Anisha shook her head emphatically. "No way. She doesn't even know she's my Auntie yet. It's really funny, though, 'cause Lily knows, and Chandri knows, and a lot of other people seem to know, but nobody's telling her... Chandri thinks it's hilarious. She thought it was especially funny when Lily named her sword Valarakaria."
Anden's mouth twitched strangely, as if he were trying not to grin. "I'll bet she did. She would, too. So, how's Musing?"
Anisha hopped down from her father's lap, and spread her arms wide. "It's great. Lily's great, and we've done all sorts of fun things so far. Auntie Tris doesn't like it when we go out and find interesting things to do, because Chandri asked her to keep an eye on her, and she says we're giving her way too much exercise..." She trailed off, eyeing her father strangely.
"When can I tell Auntie Tris who I really am?"

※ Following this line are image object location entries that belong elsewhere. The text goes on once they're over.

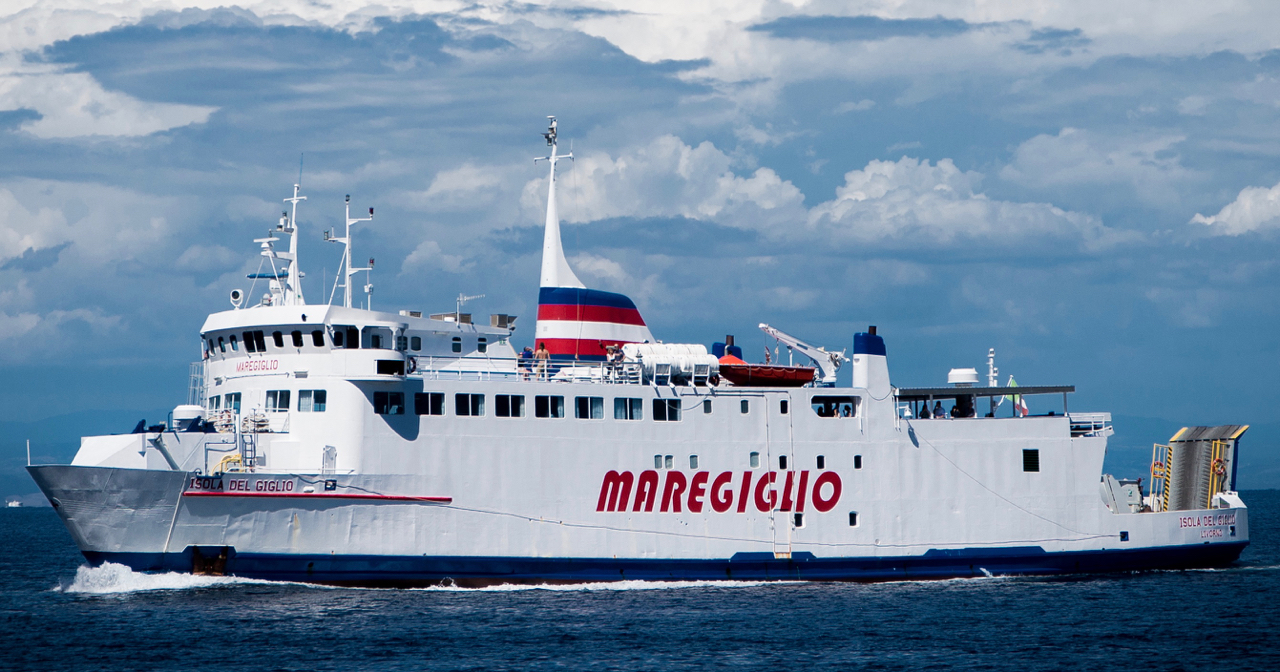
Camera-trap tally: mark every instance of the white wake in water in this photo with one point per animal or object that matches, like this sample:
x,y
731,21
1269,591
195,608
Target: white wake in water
x,y
112,579
609,586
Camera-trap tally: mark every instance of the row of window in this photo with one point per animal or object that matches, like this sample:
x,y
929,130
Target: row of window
x,y
343,337
310,401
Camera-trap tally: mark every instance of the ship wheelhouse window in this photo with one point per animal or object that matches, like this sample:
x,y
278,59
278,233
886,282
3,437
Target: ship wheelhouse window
x,y
548,406
627,408
312,401
429,403
666,410
508,405
389,402
469,405
831,406
277,400
589,407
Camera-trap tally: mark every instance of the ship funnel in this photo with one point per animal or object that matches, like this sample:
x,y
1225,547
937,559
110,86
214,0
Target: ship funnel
x,y
871,368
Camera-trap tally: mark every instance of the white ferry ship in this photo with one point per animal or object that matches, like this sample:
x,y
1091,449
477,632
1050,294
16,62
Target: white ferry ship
x,y
338,444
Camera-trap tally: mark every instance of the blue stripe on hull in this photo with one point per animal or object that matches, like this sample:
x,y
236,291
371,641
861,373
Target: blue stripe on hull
x,y
476,571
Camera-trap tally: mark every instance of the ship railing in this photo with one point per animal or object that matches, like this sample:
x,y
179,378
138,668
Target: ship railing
x,y
1091,424
430,368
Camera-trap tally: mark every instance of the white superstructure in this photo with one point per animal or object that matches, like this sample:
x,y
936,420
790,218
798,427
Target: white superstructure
x,y
342,444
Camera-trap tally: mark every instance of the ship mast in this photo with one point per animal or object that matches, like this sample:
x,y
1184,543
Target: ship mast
x,y
347,270
556,272
293,280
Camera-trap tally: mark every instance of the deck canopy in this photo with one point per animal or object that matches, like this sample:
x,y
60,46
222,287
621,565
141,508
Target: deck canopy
x,y
923,394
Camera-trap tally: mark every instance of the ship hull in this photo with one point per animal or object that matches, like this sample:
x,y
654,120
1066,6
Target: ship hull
x,y
149,520
406,571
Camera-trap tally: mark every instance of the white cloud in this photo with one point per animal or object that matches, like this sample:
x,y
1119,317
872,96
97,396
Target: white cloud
x,y
1073,158
865,104
1253,209
931,205
76,105
664,178
429,256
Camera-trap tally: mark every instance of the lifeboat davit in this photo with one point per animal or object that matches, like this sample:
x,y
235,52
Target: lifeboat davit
x,y
764,375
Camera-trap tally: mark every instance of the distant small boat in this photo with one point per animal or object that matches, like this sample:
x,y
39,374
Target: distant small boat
x,y
749,375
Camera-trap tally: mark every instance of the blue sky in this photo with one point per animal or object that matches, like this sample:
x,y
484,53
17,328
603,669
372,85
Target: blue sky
x,y
1093,190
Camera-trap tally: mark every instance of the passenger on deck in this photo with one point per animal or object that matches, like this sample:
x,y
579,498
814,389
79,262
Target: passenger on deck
x,y
526,364
540,357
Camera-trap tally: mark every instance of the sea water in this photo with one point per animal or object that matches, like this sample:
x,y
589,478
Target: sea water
x,y
58,613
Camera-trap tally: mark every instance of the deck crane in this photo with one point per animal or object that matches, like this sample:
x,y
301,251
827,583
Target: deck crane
x,y
827,361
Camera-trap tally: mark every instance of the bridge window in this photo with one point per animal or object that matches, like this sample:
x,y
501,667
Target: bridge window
x,y
429,403
835,406
469,405
277,400
389,402
548,406
508,405
666,410
312,401
627,408
589,407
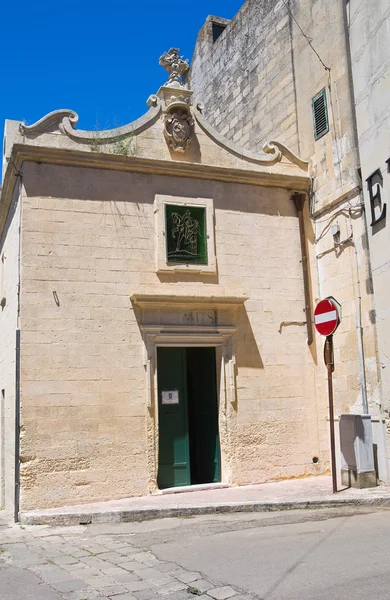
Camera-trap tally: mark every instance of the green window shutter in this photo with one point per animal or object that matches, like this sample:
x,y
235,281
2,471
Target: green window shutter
x,y
320,114
185,234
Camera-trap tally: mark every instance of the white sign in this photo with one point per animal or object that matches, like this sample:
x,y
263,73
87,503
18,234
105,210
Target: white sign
x,y
171,397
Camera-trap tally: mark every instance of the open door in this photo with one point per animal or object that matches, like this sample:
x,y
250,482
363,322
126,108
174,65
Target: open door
x,y
174,459
189,450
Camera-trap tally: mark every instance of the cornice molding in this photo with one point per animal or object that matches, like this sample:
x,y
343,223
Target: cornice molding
x,y
273,151
161,300
50,123
64,121
99,160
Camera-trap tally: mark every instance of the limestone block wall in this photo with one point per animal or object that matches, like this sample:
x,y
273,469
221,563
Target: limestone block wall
x,y
369,35
9,280
89,244
246,78
266,41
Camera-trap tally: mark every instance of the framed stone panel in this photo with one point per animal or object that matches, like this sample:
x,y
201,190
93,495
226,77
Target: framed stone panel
x,y
185,234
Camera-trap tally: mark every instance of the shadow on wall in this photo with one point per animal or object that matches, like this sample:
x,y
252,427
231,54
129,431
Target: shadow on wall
x,y
91,184
246,349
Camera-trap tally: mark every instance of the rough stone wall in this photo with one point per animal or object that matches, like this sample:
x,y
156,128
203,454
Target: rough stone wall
x,y
245,78
264,41
9,280
88,245
258,79
369,34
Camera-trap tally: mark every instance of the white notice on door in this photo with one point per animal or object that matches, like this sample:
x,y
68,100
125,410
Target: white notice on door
x,y
171,397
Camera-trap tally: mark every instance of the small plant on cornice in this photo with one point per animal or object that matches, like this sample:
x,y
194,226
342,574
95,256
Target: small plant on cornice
x,y
125,147
95,144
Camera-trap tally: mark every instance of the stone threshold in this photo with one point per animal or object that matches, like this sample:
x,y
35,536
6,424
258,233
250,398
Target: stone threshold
x,y
200,487
127,515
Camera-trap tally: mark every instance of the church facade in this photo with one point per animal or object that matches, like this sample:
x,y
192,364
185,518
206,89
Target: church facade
x,y
315,75
156,298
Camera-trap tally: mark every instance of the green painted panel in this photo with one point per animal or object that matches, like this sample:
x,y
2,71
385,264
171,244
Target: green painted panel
x,y
174,460
185,229
203,415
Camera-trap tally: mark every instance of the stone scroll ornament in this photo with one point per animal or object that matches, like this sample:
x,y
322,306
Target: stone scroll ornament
x,y
178,121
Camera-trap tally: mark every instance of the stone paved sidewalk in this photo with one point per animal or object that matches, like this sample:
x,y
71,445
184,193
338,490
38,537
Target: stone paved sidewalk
x,y
313,492
79,566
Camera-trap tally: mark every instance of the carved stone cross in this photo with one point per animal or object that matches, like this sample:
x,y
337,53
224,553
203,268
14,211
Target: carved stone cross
x,y
176,66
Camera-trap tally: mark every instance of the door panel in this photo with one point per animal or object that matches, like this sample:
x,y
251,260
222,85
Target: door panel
x,y
174,460
203,415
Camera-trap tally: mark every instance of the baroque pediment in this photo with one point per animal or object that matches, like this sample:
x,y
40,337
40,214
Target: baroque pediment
x,y
172,137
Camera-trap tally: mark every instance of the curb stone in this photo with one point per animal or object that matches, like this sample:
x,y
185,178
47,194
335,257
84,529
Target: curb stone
x,y
69,517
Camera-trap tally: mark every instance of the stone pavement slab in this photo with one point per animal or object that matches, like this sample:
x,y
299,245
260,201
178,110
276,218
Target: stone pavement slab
x,y
73,563
310,492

Anden frowned. "Not yet, darling. Your Auntie and I aren't on the best of terms, and haven't been for a century or more. I don't want to even get into the whole thing again just yet. Wait a while. Let her figure it out for herself, if you can. But don't tell her yet. If as many people know as you say, then she probably will. Besides; it's more fun this way."
Anisha frowned, studying that statement, then suddenly nodded in agreement. "All right, Dad. If you say so. I should probably go back now, before she realises I'm gone."
Her father nodded in agreement, and Anisha leaned forward to peck her father on the cheek. "Bye, Daddy," she called over her shoulder, vanishing back into the library. Anden watched her go, a half-smile on her face, then leaned back in his chair, closing his eyes and letting his mind drift gradually away from his body, through the library, and out into the corridor. Reaching out, he eventually located his twin sister, drawn to the beacon of her mind like a magnet. Yes, there she was, in the Licensing Office, helping old Randon gather up papers. She didn't seem to notice his presence, she was too focused on what she was doing, and on other things.
He wondered, for the second time since this had all started, whether it was a good idea. He wasn't sure how Tris would react, should she discover that she had a niece. While he was quite certain it wouldn't be in any way a danger to his daughter, he felt a little uncertain about mounting this enormous subterfuge against his sister. After all, she had a lot of other things to worry about, including a Writer of her own, and all that entailed, without her estranged brother throwing trouble her way.
Well, she started it... he thought childishly, then smiled to himself. No, this would do, for now. The pace was just fine, for now. The game would play itself out. And Anisha would play her part well. She always did. If Tris found out, she found out, but he wasn't going to give his sister any more hints than he had to.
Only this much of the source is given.